Depois da criação da Diocese de Palmares, desmembrada da Diocese de Garanhuns, em 1962, nosso território é de 8.734 km2, composto de 36 paróquias em 26 municípios: dois na Zona da Mata; dois no Sertão; e 22 no Agreste. A população é de aproximadamente 700 mil habitantes. Eu sou o décimo primeiro bispo. Embora o patrono da Catedral seja Santo Antônio, o padroeiro diocesano é São José. A Diocese de Garanhuns possui uma imensa atividade pastoral e missionária, na dimensão da Palavra, da Liturgia e da Caridade. É de destacar a existência do Santuário da Mãe Rainha, destino de peregrinações constantes, e das Fazendas da Esperança (masculina e feminina).

Com muita humildade e ousadia, gostaria de chamar a atenção dessa casa legislativa e pedir o empenho de Vossas Excelências em vista de três grandes desafios na nossa região:

1) A problemática da violência. Vou citar o exemplo concreto de Lajedo. Esse ano, nesse primeiro trimestre, já foram assassinadas 16 pessoas em Lajedo. Significa que, nesse ritmo, se chegará ao final do ano com uma taxa de 64 mortes violentas intencionais para uma população de aproximadamente 40 mil habitantes. A taxa média do Brasil é 26 mortes violentas anuais por cem mil habitantes; a taxa média do Estado do Pernambuco é de 48 mortes violentas por cem mil habitantes; a taxa proposta pela Organização Mundial da Saúde, órgão da ONU, é de 12 mortes violentas por cem mil habitantes. Nesse ritmo, Lajedo chegará ao final do ano com mais de 120 mortes violentas por cem mil habitantes. Isso é uma taxa muito maior do que a taxa de qualquer país em guerra.

2) Água e barragens. Durante a crise hídrica dos seis anos anteriores, vários municípios da nossa Diocese de Garanhuns padeceram profundas crises de água. Além disso, nos municípios de São Benedito do Sul, Quipapá e Correntes, houve inundações em 2010 e mais recentemente. É urgente a elaboração de uma nova política de águas para a região, inclusive com a construção das barragens de contenção e de adutoras.

3) Vocação econômica. Vários municípios de nossa diocese carecem de projetos que viabilizem sua vocação econômica. Para citar dois exemplos: os dois municípios da Zona da Mata (São Benedito do Sul e Quipapá) padecem a crise da economia canavieira; os municípios do Agreste, especialmente Garanhuns, padecem a crise da economia cafeeira e de laticínios. Não podemos permanecer prisioneiros de um passado de glória.

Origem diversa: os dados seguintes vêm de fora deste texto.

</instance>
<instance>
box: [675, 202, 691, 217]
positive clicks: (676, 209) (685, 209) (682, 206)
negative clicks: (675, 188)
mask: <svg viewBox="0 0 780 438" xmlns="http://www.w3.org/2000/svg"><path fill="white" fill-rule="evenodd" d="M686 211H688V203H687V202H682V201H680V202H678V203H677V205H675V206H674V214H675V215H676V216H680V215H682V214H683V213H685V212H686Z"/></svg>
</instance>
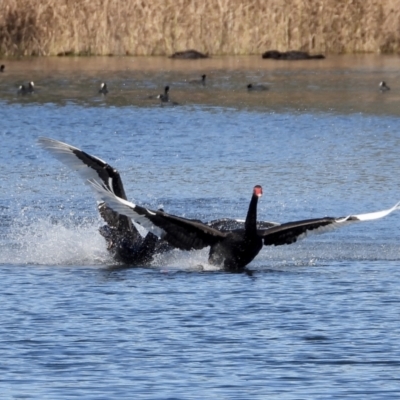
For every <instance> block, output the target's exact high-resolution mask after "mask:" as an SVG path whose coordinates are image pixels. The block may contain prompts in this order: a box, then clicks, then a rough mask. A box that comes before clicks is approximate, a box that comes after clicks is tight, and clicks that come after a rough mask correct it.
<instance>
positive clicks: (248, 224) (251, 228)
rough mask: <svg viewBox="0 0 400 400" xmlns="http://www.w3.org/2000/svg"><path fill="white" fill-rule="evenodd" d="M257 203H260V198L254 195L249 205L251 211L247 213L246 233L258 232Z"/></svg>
mask: <svg viewBox="0 0 400 400" xmlns="http://www.w3.org/2000/svg"><path fill="white" fill-rule="evenodd" d="M257 203H258V196H257V195H256V194H254V193H253V196H252V197H251V201H250V205H249V211H247V217H246V222H245V226H244V227H245V230H246V233H256V232H257Z"/></svg>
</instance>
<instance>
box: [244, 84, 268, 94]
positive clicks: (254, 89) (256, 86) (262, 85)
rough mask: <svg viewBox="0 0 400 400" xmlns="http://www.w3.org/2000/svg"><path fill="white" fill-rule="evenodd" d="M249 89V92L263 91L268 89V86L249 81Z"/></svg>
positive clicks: (258, 91)
mask: <svg viewBox="0 0 400 400" xmlns="http://www.w3.org/2000/svg"><path fill="white" fill-rule="evenodd" d="M247 90H248V91H249V92H262V91H265V90H268V87H267V86H265V85H253V84H252V83H249V84H248V85H247Z"/></svg>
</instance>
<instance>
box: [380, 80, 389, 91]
mask: <svg viewBox="0 0 400 400" xmlns="http://www.w3.org/2000/svg"><path fill="white" fill-rule="evenodd" d="M379 90H380V91H381V92H387V91H388V90H390V87H389V86H388V85H386V82H385V81H382V82H380V83H379Z"/></svg>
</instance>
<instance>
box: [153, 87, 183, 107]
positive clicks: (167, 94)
mask: <svg viewBox="0 0 400 400" xmlns="http://www.w3.org/2000/svg"><path fill="white" fill-rule="evenodd" d="M157 99H160V101H161V105H162V106H178V105H179V103H176V102H175V101H171V100H170V98H169V86H165V88H164V93H162V94H159V95H158V96H157Z"/></svg>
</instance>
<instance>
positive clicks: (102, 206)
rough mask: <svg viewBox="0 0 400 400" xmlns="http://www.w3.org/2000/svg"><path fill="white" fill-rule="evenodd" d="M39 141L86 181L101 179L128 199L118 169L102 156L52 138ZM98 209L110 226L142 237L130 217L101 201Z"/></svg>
mask: <svg viewBox="0 0 400 400" xmlns="http://www.w3.org/2000/svg"><path fill="white" fill-rule="evenodd" d="M38 143H39V145H40V146H41V147H42V148H43V149H45V150H47V151H48V152H49V153H50V154H51V155H52V156H54V157H55V158H57V159H58V160H59V161H61V162H62V163H63V164H65V165H66V166H67V167H69V168H71V169H72V170H73V171H76V172H77V173H78V174H79V175H80V176H81V177H82V178H83V180H84V182H85V183H87V180H88V179H96V180H101V181H102V182H103V184H104V185H106V186H107V187H108V188H109V189H110V190H112V191H113V192H114V193H115V194H116V195H117V196H118V197H121V198H123V199H125V200H126V199H127V197H126V194H125V190H124V185H123V184H122V180H121V176H120V174H119V172H118V170H116V169H115V168H113V167H112V166H111V165H109V164H107V163H106V162H105V161H103V160H102V159H101V158H99V157H96V156H93V155H91V154H88V153H86V152H85V151H83V150H81V149H78V148H77V147H74V146H71V145H70V144H67V143H64V142H60V141H59V140H55V139H51V138H46V137H40V138H39V139H38ZM98 209H99V213H100V215H101V216H102V218H103V219H104V221H106V223H107V224H108V225H109V226H112V227H115V228H117V229H118V231H119V232H120V233H121V234H122V235H125V234H126V233H127V232H128V233H129V234H130V235H134V236H135V237H136V238H139V237H140V234H139V232H137V230H136V228H135V227H134V226H133V225H132V222H131V220H130V219H129V218H127V217H126V216H124V215H119V214H118V213H115V212H114V211H112V210H111V209H109V208H108V207H106V206H105V205H104V203H100V204H99V205H98Z"/></svg>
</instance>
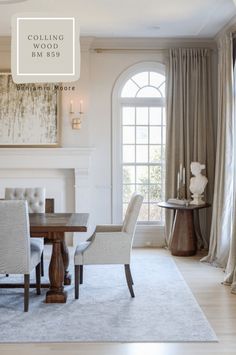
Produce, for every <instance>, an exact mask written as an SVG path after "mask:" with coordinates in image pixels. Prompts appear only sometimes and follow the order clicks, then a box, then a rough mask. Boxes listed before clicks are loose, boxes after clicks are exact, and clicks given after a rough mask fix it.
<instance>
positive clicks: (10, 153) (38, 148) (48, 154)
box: [0, 147, 95, 156]
mask: <svg viewBox="0 0 236 355" xmlns="http://www.w3.org/2000/svg"><path fill="white" fill-rule="evenodd" d="M94 150H95V148H94V147H70V148H3V147H2V148H0V156H6V155H10V156H14V155H50V156H53V155H83V154H92V153H93V152H94Z"/></svg>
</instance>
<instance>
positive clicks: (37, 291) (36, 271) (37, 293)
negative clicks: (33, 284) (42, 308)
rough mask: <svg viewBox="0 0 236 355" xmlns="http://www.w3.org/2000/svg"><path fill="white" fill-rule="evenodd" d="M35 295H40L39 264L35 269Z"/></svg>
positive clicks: (40, 271) (39, 273)
mask: <svg viewBox="0 0 236 355" xmlns="http://www.w3.org/2000/svg"><path fill="white" fill-rule="evenodd" d="M35 272H36V293H37V295H41V263H39V264H38V265H37V266H36V268H35Z"/></svg>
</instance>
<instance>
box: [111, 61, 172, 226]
mask: <svg viewBox="0 0 236 355" xmlns="http://www.w3.org/2000/svg"><path fill="white" fill-rule="evenodd" d="M141 71H157V72H159V73H160V74H163V75H166V70H165V65H164V64H163V63H160V62H149V61H145V62H141V63H137V64H134V65H132V66H131V67H129V68H128V69H126V70H125V71H123V72H122V73H121V75H120V76H119V77H118V79H117V80H116V82H115V85H114V87H113V91H112V122H111V132H112V137H111V140H112V141H111V147H112V155H111V157H112V164H111V179H112V192H111V200H112V201H111V206H112V211H111V216H112V223H121V222H122V193H121V192H122V169H121V164H122V144H121V139H122V132H121V129H122V126H121V118H122V107H123V106H131V104H132V106H135V105H136V103H137V102H138V103H139V104H138V106H140V105H141V106H142V105H143V106H147V103H148V105H150V107H151V106H156V105H157V103H158V106H163V107H164V106H165V99H164V98H136V97H135V98H124V97H121V91H122V89H123V86H124V85H125V83H126V82H127V80H128V79H130V78H131V77H132V76H133V75H135V74H138V73H139V72H141ZM142 99H143V103H142ZM148 224H149V223H148Z"/></svg>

Para nós, da Diocese de Garanhuns, abre-se um novo ciclo. Desejamos ardentemente fazer parcerias, dar as mãos, dialogar, estreitar laços, cooperar com o futuro dessa terra promissora e abençoada. Assim, o novo centenário que se abre seja marcado por árduo e frutífero trabalho.

Um grande cantor italiano chamado Eugenio Finardi diz: “Non diventare grande mai. Non serve a niente, sai? Continua a crescere più che puoi e non fermarti mai!” (Não te tornes grande jamais! Não serve pra nada, sabes? Continua a crescer o máximo que podes e não pares jamais). É este o meu sentimento como bispo dessa diocese centenária. Ela é apenas uma adolescente. Garanhuns, “continua a crescer o máximo que podes e não pares jamais!” Ad altiora, ad maiora! Obrigado.